Heavy backpacks might not be a concern of local doctors and parents for too much longer. The Region 16 Board of Education recently approved the adoption of three new Glencoe science books that come with software and access to an interactive website, which provides study tools and resources to students. Though web resources have not yet fully replaced the physical textbook, Region 16 Superintendent Jim Agostine has a vision for the future.
“I anticipate that within a couple of years, textbook companies will somehow figure out an economically feasible way of providing textbooks via an electronic device,” he said. “There’s some of that going on now, but it’s limited. I’m hopeful that down the road, we’ll see more of this.”
Woodland Regional High School Science Department Chairwoman Jill Blasi presented three new science books to the Board of Education at its regular meeting last Wednesday. She emphasized the importance of the software included with the new editions of physics and chemistry books.
Woodland biology teacher Valery Fortney assisted Blasi by telling the board how students use the websites already. She said her students use the site for homework help, self-quizzes and flashcards.
All three books were adopted, and will be ordered for the 2010-11 school year.
Agostine agreed with the decision. “[Things like that] motivate us to watch for this, and that’s one of the reasons you might want to opt for new text — because you have better resources at a student’s fingertips,” he said in a phone interview last week.
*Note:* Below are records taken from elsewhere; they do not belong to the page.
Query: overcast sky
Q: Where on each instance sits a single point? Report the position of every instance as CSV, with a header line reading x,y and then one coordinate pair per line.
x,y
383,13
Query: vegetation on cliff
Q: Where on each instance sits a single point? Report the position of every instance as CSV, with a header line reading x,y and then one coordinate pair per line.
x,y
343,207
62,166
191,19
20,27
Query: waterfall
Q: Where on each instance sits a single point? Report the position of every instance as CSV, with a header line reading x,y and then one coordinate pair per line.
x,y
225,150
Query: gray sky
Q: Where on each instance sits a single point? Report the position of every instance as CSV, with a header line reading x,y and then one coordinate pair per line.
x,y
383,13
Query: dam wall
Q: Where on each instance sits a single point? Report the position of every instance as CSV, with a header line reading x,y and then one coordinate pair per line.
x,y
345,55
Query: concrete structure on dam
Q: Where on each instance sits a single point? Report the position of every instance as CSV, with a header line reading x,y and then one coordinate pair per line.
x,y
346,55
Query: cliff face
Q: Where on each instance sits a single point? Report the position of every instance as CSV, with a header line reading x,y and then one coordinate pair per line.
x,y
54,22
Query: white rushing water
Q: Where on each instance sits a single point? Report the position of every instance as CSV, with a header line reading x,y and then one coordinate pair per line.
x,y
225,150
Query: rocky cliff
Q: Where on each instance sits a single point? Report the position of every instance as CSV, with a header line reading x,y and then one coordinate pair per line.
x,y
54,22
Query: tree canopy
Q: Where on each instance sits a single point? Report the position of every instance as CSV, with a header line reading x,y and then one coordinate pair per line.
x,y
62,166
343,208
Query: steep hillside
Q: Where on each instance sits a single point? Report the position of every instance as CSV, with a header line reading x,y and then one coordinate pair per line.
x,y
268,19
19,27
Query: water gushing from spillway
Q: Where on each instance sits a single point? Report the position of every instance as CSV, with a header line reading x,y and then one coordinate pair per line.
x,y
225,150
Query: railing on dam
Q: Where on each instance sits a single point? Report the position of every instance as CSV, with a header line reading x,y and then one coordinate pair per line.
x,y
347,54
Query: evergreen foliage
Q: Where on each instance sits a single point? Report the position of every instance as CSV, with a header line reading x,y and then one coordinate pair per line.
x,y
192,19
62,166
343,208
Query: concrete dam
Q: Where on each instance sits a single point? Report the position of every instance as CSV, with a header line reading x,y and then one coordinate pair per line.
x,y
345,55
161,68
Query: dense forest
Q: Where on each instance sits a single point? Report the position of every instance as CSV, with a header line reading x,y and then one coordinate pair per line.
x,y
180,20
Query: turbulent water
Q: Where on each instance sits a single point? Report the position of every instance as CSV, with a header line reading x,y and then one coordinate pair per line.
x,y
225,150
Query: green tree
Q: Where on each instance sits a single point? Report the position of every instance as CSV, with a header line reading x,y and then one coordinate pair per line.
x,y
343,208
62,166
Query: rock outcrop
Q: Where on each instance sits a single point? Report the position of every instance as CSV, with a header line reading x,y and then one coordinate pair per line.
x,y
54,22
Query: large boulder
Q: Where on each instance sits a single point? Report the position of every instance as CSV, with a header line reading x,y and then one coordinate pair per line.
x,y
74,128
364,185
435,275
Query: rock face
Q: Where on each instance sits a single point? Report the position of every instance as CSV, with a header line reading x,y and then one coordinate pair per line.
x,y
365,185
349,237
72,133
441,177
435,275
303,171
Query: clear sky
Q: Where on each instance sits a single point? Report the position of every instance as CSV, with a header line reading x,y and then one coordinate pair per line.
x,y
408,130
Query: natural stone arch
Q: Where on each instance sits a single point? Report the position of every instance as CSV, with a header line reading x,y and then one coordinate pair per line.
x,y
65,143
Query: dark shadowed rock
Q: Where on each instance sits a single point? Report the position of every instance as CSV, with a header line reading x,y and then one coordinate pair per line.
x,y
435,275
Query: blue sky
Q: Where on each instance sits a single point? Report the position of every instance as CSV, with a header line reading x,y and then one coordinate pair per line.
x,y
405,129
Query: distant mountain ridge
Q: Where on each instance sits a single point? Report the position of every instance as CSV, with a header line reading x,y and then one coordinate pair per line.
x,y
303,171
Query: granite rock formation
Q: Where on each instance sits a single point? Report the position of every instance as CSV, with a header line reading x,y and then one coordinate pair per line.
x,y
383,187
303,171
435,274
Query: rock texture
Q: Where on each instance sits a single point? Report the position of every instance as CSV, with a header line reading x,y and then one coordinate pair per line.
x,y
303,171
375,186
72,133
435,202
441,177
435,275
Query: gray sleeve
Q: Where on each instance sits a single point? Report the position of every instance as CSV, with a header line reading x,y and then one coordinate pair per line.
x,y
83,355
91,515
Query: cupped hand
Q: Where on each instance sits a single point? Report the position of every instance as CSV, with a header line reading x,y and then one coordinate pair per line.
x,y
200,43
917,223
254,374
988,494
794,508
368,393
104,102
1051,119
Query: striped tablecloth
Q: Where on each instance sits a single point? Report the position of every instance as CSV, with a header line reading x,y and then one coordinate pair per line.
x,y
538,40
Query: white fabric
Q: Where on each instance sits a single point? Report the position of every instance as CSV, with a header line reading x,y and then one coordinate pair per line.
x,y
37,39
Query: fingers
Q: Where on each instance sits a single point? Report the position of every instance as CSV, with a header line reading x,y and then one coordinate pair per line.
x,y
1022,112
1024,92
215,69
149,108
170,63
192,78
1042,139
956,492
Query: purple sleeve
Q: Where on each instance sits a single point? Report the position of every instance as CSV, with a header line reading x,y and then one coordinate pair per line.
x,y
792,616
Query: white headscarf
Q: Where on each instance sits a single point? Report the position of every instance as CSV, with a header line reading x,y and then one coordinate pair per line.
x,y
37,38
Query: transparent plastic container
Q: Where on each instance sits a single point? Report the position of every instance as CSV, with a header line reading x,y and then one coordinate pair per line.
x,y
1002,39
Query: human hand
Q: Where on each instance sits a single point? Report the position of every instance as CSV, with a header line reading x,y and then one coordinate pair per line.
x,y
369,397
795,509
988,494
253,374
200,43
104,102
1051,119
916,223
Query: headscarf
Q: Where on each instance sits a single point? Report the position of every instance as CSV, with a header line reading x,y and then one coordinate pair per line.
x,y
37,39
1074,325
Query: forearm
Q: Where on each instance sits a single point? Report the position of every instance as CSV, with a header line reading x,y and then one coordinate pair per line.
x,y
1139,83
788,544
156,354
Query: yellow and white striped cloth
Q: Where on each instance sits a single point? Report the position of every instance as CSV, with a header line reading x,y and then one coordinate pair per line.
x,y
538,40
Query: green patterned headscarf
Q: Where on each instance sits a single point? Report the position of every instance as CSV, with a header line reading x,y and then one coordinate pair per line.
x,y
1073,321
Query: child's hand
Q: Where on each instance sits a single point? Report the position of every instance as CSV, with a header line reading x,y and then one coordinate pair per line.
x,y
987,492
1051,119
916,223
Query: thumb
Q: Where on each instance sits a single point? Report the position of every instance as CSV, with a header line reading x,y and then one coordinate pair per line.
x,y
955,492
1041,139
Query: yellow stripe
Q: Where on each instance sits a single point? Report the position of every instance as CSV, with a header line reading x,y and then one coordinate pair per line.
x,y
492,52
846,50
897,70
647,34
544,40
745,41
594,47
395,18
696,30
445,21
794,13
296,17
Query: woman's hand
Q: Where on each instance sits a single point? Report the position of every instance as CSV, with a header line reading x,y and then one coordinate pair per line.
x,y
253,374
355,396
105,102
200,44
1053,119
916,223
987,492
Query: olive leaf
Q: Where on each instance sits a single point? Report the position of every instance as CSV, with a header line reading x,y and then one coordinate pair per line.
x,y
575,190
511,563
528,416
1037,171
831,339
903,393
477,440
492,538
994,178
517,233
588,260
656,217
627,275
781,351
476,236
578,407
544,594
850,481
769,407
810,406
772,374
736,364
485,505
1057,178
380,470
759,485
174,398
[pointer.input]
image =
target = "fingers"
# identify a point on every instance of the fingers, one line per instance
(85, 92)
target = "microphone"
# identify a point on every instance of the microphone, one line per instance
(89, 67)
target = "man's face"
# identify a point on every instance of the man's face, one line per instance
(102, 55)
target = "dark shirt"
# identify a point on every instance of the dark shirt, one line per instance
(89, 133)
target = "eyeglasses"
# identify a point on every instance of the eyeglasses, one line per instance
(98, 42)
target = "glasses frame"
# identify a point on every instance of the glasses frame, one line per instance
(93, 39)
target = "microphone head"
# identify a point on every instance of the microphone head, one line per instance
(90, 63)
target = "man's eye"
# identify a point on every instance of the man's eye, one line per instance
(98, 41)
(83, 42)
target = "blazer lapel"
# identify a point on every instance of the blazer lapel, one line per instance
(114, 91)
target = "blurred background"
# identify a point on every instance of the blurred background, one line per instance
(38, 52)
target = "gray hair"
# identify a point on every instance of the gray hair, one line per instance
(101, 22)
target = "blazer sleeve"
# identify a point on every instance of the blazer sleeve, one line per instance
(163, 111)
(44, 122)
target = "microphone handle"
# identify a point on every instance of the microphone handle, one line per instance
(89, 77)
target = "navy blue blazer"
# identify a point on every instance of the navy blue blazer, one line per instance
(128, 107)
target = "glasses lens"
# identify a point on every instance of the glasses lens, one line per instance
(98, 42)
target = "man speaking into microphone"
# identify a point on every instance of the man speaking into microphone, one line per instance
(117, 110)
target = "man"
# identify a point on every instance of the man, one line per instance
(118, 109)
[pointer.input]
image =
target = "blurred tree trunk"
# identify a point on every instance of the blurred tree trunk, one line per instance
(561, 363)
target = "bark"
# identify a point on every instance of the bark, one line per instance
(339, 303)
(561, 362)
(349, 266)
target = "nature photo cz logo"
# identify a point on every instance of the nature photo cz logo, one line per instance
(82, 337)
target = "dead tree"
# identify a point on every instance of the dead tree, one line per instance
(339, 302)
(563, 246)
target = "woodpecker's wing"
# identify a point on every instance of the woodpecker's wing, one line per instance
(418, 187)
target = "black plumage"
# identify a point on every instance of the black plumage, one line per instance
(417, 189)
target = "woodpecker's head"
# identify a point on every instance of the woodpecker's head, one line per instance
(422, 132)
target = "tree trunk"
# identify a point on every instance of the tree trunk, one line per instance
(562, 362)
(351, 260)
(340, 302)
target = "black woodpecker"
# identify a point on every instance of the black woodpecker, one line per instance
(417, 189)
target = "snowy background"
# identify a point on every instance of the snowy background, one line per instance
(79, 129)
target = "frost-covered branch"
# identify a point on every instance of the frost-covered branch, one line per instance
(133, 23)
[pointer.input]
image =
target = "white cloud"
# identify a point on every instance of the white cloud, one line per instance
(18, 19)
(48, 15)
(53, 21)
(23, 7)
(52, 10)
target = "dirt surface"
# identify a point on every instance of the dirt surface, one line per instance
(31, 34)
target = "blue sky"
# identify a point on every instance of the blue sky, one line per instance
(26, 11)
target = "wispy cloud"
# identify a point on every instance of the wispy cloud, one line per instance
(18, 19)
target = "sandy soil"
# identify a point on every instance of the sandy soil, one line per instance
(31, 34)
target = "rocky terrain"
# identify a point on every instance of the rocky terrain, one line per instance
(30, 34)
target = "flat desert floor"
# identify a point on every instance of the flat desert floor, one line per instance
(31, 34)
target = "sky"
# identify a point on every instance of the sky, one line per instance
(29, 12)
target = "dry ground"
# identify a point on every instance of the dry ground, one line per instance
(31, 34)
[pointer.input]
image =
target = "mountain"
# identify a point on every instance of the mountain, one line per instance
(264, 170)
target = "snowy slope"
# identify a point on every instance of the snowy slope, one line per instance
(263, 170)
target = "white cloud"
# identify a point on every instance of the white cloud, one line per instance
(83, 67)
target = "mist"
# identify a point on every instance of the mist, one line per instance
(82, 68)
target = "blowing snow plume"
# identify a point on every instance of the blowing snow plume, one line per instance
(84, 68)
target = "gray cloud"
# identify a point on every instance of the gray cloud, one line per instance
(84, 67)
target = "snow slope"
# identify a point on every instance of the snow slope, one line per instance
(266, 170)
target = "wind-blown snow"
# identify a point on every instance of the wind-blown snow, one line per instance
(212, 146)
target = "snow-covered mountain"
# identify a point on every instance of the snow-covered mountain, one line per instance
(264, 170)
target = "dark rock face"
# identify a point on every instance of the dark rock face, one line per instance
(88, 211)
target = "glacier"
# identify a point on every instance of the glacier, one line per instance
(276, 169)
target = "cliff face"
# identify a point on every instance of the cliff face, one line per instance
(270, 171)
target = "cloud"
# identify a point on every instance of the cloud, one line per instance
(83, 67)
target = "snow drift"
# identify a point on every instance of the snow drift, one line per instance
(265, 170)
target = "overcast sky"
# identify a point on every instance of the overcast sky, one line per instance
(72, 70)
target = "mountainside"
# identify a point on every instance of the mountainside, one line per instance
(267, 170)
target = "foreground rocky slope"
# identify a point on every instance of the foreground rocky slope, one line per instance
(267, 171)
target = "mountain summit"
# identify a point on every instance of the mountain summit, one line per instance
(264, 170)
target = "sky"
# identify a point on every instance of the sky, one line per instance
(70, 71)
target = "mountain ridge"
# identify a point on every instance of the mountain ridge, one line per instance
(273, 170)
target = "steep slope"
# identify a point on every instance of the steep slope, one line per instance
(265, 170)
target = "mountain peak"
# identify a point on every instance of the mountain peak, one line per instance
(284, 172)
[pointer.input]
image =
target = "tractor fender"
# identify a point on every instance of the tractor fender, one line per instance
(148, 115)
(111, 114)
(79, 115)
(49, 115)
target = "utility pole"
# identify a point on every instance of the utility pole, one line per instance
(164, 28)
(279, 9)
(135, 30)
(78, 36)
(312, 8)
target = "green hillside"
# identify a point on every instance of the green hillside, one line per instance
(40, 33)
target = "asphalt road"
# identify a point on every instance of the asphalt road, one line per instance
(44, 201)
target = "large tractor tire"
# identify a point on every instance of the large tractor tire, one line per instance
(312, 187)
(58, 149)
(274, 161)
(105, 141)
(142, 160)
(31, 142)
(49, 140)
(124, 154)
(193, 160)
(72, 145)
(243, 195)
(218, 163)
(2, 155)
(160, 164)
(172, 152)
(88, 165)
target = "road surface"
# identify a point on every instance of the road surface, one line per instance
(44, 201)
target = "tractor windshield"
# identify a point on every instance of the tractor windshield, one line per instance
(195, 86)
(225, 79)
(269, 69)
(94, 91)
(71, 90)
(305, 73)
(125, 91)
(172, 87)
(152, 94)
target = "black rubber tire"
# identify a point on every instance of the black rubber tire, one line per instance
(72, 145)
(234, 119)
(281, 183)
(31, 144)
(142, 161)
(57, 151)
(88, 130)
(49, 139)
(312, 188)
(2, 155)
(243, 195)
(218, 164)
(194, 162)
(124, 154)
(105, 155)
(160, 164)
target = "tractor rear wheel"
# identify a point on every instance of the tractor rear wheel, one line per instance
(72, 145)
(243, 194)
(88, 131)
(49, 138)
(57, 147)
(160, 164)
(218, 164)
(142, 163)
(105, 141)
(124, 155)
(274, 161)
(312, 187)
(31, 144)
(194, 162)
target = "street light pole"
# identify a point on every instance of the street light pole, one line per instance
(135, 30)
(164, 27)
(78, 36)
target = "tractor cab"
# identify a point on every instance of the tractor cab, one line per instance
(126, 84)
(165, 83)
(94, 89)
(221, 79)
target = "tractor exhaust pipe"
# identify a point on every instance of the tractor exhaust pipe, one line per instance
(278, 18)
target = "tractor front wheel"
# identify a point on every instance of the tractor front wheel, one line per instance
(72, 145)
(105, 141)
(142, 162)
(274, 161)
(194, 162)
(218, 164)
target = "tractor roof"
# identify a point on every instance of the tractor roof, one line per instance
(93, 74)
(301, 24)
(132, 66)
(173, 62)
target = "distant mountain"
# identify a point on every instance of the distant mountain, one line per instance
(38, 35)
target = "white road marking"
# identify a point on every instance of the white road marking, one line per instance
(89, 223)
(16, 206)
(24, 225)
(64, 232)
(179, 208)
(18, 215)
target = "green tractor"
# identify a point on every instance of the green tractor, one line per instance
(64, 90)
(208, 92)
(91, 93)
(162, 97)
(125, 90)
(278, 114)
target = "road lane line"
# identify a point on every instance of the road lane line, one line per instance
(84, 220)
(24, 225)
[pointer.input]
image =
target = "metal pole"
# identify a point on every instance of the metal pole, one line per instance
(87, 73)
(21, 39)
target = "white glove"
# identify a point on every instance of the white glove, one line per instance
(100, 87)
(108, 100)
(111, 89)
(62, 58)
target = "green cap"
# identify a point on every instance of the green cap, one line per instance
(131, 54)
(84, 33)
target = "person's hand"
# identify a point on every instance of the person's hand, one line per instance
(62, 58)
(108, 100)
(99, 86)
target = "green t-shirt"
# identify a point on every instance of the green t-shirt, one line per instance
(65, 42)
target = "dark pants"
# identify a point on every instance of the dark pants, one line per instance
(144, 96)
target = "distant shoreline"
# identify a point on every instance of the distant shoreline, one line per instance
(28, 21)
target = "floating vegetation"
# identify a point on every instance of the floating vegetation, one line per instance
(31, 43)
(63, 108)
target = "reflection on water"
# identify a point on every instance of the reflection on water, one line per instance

Woodland Principal Dr. Arnold Frank added, “I think it’s a possibility. I think we’re on the verge of all kinds of new ways at looking at things because of what we have available with new technology. I could foresee a time where textbooks are obsolete. I think that time is coming quicker than we can imagine.”
Yet as technology’s impact on classroom learning grows, Agostine worries some students do not have equal access to tech tools outside of school.
“You always have to be conscious of the kids that may not have online capabilities outside school,” Agostine said. “That’s one of the reasons why we provide facilities within the schools for students to access, especially for class work and projects.”
Glencoe’s website provides supplemental materials for over 20 subjects in skill levels ranging from middle school through high school honors and Advanced Placement. Each book has its own webpage with links to chapter reviews, study guides, teacher materials, games and activities to reinforce material covered. According to Agostine, this has the potential to save schools a lot of money on new editions of books in years to come.
“One of the reasons you update textbooks is not just because there’s necessarily new information,” said Agostine. “If you take a history book, for instance, over a five-year period, the vast majority of the book will probably be unchanged, but the delivery mechanisms and supplemental materials may change dramatically.”
Region 16 is not yet in a position to seriously consider the switch to book-free classrooms, despite a recent explosion in the popularity of E-Readers, which allow users to download virtually any text onto one screen, where it can be accessed at users’ convenience.
“We’re not at any kind of implementation stage,” Agostine said. “We’re studying it. We’re looking at it and keeping an eye on the marketplace. If and when such a time occurs, we have that ability.”